BACKGROUND: Integrase inhibitor (INI)-based antiretroviral (ARV) therapies are associated with greater weight gain than non-nucleoside reverse transcriptase inhibitor- or boosted protease inhibitor-based regimens, disproportionately affecting Black and Hispanic individuals and women. There are no prospective, randomized data exploring the impact of switching ARV classes to mitigate or reverse ARV-related weight gain.

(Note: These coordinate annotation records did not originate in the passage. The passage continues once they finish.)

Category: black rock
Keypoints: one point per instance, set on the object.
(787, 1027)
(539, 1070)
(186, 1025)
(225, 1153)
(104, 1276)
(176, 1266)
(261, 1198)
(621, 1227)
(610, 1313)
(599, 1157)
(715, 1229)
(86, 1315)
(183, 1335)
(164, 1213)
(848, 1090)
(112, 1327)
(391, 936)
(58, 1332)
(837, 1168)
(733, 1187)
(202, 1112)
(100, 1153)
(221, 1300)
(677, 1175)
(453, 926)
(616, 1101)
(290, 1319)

METHODS: DEFINE (ClinicalTrials.gov: NCT04442737) is a randomized (1:1), prospective, 48-week, active-controlled, open-label, multicenter phase 4 study evaluating switching to darunavir/cobicistat/emtricitabine/tenofovir alafenamide (D/C/F/TAF) versus continuing INI+TAF/emtricitabine (FTC) in virologically-suppressed HIV-1-infected adults who had =10% weight gain while on the INI-based regimen. The primary objective was to assess percent change in body weight from baseline to Week 24 in both arms. Data through Week 24 are reported.
RESULTS: Overall, 103 adults were randomized to D/C/F/TAF (n=53) or continued INI+TAF/FTC (n=50); 30% were female and 61% were Black/African American (Table). At Week 24, there was no significant difference in percent change in body weight from baseline between the D/C/F/TAF and INI+TAF/FTC arms (Figure 1A). Most participants in each arm had body weight changes of =±3% and remained within baseline body mass index and waist circumference categories. Percent body weight changes for key subgroups are shown in Figure 1B. Switching to D/C/F/TAF was safe and well tolerated, and efficacy was maintained.



CONCLUSIONS: There was no significant difference in weight change through 24 weeks after switching from an INI-based regimen to D/C/F/TAF in adults with INI-related weight gain. Additional analyses are ongoing, including follow up through Week 48 and evaluation of changes in biomarkers and body composition (DEXA).